菊花賞が終わって、ウイニングライブ。
レース後、案の定、私は皆にもみくちゃにされました。
涙ながらに駆け寄って来たり、発狂して喜んで飛んできたりとまあ、賑やかなことこの上ないですよ。
大体、予想通りなんですけどね。いつものことです。
「アッフ! 流石だ!」
「自慢の後輩だよっ!」
「本当、おめでとう!」
いやはや、皆、はしゃぎてワロタ、確かに嬉しいのはわかるんですがねほんと。
私の事好きすぎ問題、いや、気持ちは本当嬉しいのだけれど愛が重いんじゃあ
ナリタブライアン先輩は抱きついてきて頬擦りしてくるし、メジロドーベル先輩なんて号泣しながら手を握ってくる始末。
「アフちゃん、ぼんどうにぃよがっだぁ〜」
「どぉわぁ! ドーベルさん! 顔! 顔!」
おうふ、女の子がしてはいけないような顔になってて草しか生えんのだが。
送られる祝福の言葉が嬉しい限りですね。素直な気持ちでこの言葉は受け取っておくべきでしょう。

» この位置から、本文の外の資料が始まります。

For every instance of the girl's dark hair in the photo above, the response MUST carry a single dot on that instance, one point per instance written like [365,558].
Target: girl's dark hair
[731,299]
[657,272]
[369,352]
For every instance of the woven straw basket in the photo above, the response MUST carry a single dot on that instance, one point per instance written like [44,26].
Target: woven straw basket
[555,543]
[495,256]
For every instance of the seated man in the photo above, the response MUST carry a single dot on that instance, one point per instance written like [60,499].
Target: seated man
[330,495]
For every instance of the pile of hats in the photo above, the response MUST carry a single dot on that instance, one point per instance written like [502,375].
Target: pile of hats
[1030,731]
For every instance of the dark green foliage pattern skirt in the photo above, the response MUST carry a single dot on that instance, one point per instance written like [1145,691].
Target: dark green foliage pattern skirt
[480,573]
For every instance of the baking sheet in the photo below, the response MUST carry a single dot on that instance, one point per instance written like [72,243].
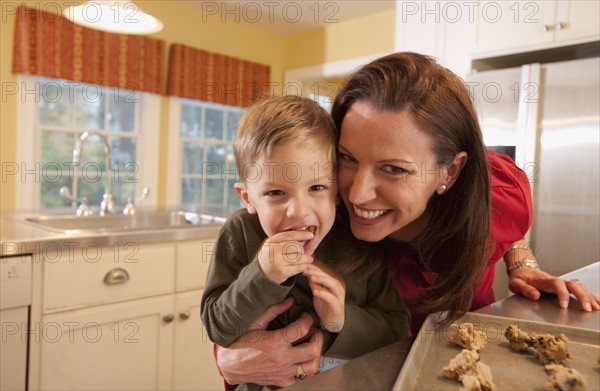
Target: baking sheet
[432,350]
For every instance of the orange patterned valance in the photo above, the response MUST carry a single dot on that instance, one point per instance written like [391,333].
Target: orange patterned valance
[50,45]
[211,77]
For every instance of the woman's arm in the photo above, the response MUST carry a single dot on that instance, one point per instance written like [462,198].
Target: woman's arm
[268,357]
[526,278]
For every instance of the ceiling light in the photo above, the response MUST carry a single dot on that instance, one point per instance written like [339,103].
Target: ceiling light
[113,16]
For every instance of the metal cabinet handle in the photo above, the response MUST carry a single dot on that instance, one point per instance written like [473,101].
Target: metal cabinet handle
[184,315]
[560,26]
[116,276]
[168,318]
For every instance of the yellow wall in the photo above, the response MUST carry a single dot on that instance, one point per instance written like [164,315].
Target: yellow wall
[190,26]
[371,34]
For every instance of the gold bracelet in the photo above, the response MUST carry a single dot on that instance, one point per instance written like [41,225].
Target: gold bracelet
[527,262]
[516,246]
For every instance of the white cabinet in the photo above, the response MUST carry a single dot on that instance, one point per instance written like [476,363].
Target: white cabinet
[505,27]
[124,346]
[126,322]
[194,365]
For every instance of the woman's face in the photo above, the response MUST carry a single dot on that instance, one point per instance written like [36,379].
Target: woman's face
[387,173]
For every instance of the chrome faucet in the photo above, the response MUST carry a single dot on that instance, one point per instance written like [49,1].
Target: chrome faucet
[107,205]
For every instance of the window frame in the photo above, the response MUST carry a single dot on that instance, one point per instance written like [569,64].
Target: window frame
[28,153]
[175,153]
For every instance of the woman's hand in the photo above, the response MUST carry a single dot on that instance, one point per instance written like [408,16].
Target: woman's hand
[329,295]
[268,357]
[529,282]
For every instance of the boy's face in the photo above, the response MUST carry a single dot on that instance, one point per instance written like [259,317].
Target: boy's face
[293,189]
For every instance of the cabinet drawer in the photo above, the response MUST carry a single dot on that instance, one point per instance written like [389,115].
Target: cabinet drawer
[193,259]
[94,275]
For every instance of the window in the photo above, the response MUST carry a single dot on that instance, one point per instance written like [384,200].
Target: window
[202,152]
[61,111]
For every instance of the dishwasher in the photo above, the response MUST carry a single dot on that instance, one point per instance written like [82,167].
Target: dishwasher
[15,301]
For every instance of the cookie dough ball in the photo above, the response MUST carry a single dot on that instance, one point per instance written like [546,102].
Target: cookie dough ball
[466,368]
[519,340]
[561,378]
[469,338]
[552,349]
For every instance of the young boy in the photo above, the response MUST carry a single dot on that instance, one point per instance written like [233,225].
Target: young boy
[285,151]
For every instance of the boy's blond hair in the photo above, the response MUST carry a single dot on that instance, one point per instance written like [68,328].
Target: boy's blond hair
[286,119]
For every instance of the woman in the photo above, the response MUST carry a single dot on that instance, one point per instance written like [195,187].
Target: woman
[416,179]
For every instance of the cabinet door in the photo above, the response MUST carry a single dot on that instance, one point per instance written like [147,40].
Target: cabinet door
[577,20]
[193,259]
[514,25]
[194,365]
[125,346]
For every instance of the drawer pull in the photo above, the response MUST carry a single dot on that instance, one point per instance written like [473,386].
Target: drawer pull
[184,315]
[168,318]
[116,276]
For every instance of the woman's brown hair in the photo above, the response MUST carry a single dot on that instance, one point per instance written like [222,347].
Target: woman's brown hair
[455,243]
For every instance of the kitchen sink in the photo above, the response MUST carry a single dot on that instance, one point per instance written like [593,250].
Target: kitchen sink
[116,223]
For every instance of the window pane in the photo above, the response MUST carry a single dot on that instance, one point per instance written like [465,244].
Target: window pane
[233,201]
[233,117]
[191,194]
[91,186]
[214,124]
[51,183]
[57,148]
[89,107]
[92,153]
[230,168]
[192,158]
[190,120]
[54,107]
[215,191]
[215,153]
[123,153]
[121,110]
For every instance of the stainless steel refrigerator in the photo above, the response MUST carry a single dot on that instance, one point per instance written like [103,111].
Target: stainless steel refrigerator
[548,117]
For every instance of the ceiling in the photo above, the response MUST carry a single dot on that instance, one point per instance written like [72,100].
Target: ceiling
[290,17]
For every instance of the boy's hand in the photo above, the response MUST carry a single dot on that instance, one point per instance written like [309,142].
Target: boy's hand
[282,255]
[329,295]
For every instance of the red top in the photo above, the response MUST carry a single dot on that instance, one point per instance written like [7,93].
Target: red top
[511,218]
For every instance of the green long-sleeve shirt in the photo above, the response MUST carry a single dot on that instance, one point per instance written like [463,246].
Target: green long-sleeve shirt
[237,293]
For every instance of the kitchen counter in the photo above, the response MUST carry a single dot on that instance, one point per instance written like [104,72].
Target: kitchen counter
[378,370]
[20,237]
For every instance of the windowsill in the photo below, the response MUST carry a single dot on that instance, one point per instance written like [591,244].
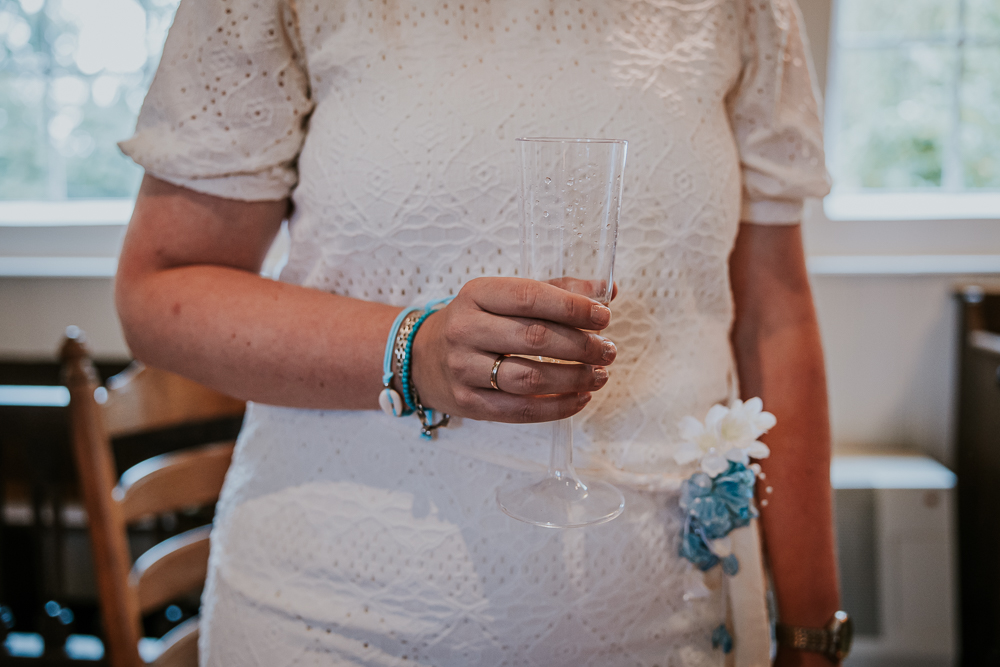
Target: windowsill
[871,206]
[69,213]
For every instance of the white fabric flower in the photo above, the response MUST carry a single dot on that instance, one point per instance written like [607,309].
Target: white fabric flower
[728,434]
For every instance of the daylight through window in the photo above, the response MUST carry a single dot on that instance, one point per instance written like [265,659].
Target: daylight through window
[73,74]
[915,100]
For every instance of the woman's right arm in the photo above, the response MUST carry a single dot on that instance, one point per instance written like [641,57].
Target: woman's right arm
[191,300]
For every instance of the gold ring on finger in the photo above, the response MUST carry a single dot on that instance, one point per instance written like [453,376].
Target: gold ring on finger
[496,367]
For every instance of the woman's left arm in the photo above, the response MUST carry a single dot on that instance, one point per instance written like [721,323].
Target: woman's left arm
[779,357]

私としても頑張って走った甲斐があったというものです。
「アフちゃん先輩! ほんっと最高の先輩ですっ!」
「ドゥラちゃん……」
「次は私の番ですからね! ね!」
ドゥラちゃんはそう言いながら、私の手を握りしめてぴょんぴょんしてました。
あぁ〜可愛いんじゃ〜、この娘は誰にもやらんぞいいな!
あざといんですけどね、本当あざといんですけど。
まあ、私を持ち上げてくるドゥラちゃんはさておき。
今回、勝てた最後の一冠、菊花賞はあくまでも自分の中である意味区切りとなったレースになったかと思います。
私や義理母、姉弟子、そして、ライス先輩にもいろいろと思い入れがあるレースでしたからね。
「ふふふ、おめでとうアフちゃん」
「ライス先輩……」
「お揃いだね、嬉しいよ本当」
ライス先輩は私を暖かい眼差しで見つめたまま、そう告げる。
そのライス先輩の言葉に私は笑みを浮かべながら、静かに頷いた。
しかしながら、やはり3000mという距離はかなりしんどいレースだったと振り返って思います。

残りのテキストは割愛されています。